In a verse of a song he inscribed, “Wacko From Waco,” he said, “I don't start fights; I finish fights, and that's the way it's always been.” Had I heard it? I pronounced the new song smoking.
And, then, out of the blue, apropos nothing, he said it was not until his challenger drew a pistol and aimed it that he defended himself with his firearm. Blow me down.
“And yet, that was nowhere mentioned in the officers' testimony or any of the witnesses',” I replied. “Why didn't you tell them?”
“They didn't ask,” Shaver replied. The statement hung in the air like Spanish moss in a mighty oak, the kind germinated prior to the coronation of Elizabeth I. He looked as deadly serious as any serious man to whom I have ever spoken about any serious matter.

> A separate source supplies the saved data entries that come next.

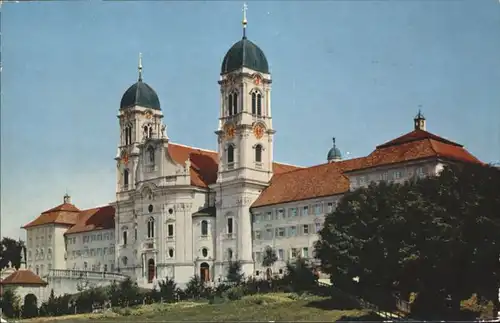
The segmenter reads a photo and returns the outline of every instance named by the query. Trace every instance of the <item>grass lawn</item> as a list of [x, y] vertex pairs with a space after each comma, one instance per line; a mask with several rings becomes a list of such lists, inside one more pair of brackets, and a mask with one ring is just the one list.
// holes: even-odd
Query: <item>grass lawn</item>
[[361, 309], [340, 309], [332, 299], [290, 294], [262, 294], [222, 304], [180, 302], [152, 304], [116, 309], [103, 314], [85, 314], [55, 318], [38, 318], [30, 322], [57, 323], [123, 322], [123, 321], [346, 321], [377, 320]]

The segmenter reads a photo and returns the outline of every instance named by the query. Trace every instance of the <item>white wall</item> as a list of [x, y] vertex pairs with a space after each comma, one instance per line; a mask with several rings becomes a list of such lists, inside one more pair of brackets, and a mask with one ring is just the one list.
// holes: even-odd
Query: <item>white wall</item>
[[113, 229], [67, 234], [67, 269], [114, 271], [114, 234]]

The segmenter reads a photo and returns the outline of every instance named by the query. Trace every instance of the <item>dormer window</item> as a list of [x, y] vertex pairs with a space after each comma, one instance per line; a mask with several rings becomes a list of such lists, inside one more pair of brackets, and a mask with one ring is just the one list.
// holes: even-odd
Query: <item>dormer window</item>
[[154, 238], [155, 236], [155, 220], [149, 218], [148, 220], [148, 238]]
[[132, 126], [128, 125], [125, 127], [125, 145], [132, 144]]
[[124, 189], [128, 189], [129, 172], [128, 169], [123, 171], [123, 186]]
[[149, 146], [147, 149], [147, 158], [148, 158], [148, 162], [150, 164], [154, 164], [154, 162], [155, 162], [155, 150], [151, 146]]
[[233, 167], [233, 164], [234, 164], [234, 146], [233, 145], [229, 145], [229, 147], [227, 147], [227, 164], [230, 168]]
[[262, 94], [259, 91], [252, 91], [252, 114], [262, 116]]

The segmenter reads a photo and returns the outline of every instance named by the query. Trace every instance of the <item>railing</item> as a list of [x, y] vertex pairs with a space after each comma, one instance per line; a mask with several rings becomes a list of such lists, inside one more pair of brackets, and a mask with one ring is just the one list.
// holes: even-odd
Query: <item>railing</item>
[[124, 279], [127, 276], [109, 271], [91, 271], [77, 269], [50, 269], [48, 277], [64, 277], [72, 279], [88, 278], [88, 279]]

I never asked him. At least, not with words. He told me.
I've kept that rock in my hand – until now – because I knew there would be a better time to play it, a time when it would count. There is a reason for that. It's a lesson taught by one old boy who does things with words to another old boy – one who does things with words. I am truly grateful. Somebody tell those folks in Austin. Remind them, too. They seem to be in a mood to call the question, the one about “wearing” firearms openly, so stipulated in the Texas Constitution.
That's what I thought about while I napped and Billy Joe Shaver and Willie Nelson sang and played new songs on the David Letterman Show. When it comes to carrying a gun, there are things you don't tell the courthouse clique – unless they ask. So mote it be.
Jim Parks is a cop shop and courthouse print side reporter with a 6‑year history of printing daily news on various social media websites. Started in San Francisco, drifted home to Texas and didn't stay at the Houston "Chronicle" long enough to damage the rep before moving on to the Deep South and sunny Florida. Having returned to the Lone Star State in utter capitulation, the blogosphere feels just like home, if not sweet, then certain. Truck driving man, farmhand, deckhand, rambling man and scribbler, don't mess with this critter's food or his woman.